September and October are considered to be the best months of the year, I say this from the b-autumn of my heart.
Make your own decisions this summer, don't give in to pier pressure.
As autumn came, the leaves started greeting each other by saying, "Hay there!"
Snow joke, the weather is horrible today!
If snowmen can’t ride bicycles, tricycles, or unicycles, what can they ride?
Icicles!
The couple who married during autumn lived apple-ly ever after!
Why does Foghorn Leghorn take it slow when April rolls around?
Because he’s no spring chicken!
Fall leaves whenever winter knocks on the door.
What’s the difference between Spring Break and Summer Break?
Jumping on the bed won’t make a Summer Break.

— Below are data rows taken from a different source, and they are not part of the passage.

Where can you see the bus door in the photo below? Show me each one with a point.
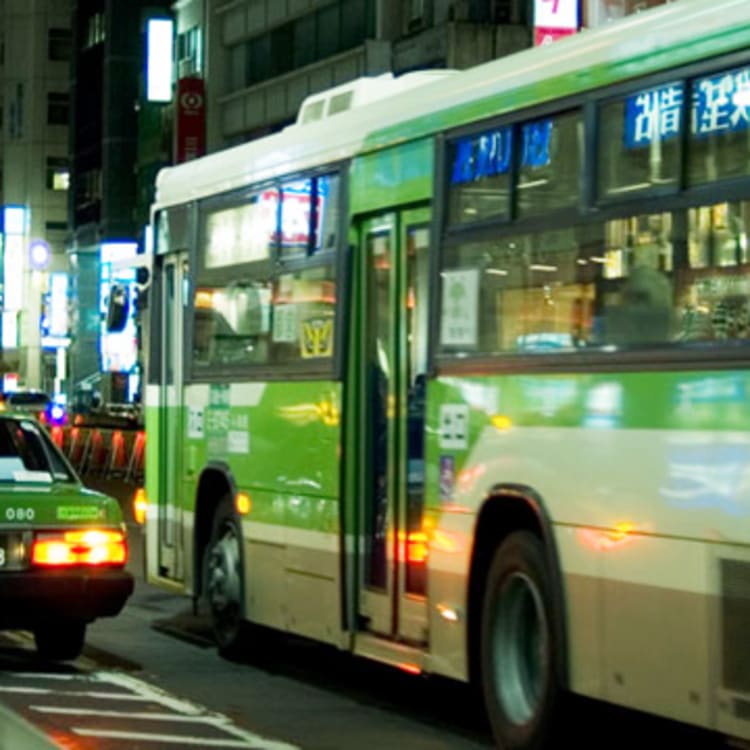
(394, 353)
(173, 298)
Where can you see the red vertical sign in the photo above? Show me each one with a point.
(554, 19)
(190, 127)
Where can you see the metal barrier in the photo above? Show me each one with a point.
(104, 452)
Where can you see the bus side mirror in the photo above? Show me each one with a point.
(118, 308)
(142, 277)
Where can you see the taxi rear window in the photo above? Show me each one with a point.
(27, 455)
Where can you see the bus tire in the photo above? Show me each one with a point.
(60, 641)
(224, 583)
(520, 642)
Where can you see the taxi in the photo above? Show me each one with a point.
(63, 547)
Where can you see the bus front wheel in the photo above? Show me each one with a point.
(224, 584)
(520, 639)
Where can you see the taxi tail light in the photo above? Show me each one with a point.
(86, 547)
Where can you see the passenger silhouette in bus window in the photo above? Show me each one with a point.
(644, 315)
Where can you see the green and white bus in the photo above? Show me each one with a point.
(457, 377)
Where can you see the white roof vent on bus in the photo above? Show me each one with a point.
(362, 91)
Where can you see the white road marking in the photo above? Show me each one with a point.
(177, 739)
(207, 719)
(133, 689)
(74, 693)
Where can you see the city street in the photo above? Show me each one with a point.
(151, 678)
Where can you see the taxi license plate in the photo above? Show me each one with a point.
(15, 547)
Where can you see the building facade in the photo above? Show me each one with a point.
(261, 58)
(105, 217)
(34, 164)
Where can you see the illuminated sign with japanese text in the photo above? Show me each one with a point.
(488, 154)
(720, 104)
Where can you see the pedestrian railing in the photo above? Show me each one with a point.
(103, 452)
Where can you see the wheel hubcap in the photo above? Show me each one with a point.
(521, 649)
(224, 583)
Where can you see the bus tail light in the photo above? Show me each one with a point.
(140, 506)
(85, 547)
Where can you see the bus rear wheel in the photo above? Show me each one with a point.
(224, 584)
(520, 639)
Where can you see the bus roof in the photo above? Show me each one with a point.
(669, 35)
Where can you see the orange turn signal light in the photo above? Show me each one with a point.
(242, 503)
(84, 547)
(140, 506)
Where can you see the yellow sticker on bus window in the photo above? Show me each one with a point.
(317, 338)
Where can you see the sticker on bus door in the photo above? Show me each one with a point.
(459, 324)
(454, 427)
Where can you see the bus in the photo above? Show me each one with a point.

Should you plant flowers in any month besides April?
May as well!
What do you call ten arctic hares hopping backward through the snow?
A receding hare line.
Why did the detectives suddenly appear at the concert at the beach?
Something fishy was going on.
For his birthday, the snowman wants a cake with lots of icing on it.
Oh autumn, please don't ever leaf me again.
What did the pig say on a hot summer’s day?
I’m bacon!
In the magazine polls held this fall, Autumn was declared as the cutest season because it's awwwtumn!
I was cracking some lame fall puns when my friend commented, "Gosh, you are acorny person!"
Which country do sheep go on vacation? The Baaa-hamas.
What’s the difference between spring rolls and summer rolls?
Seasoning.
The snowman's favorite side dish is iceberg salad.
Summer's over; it's time to chill.
When winter comes, this town turns into an iceburg.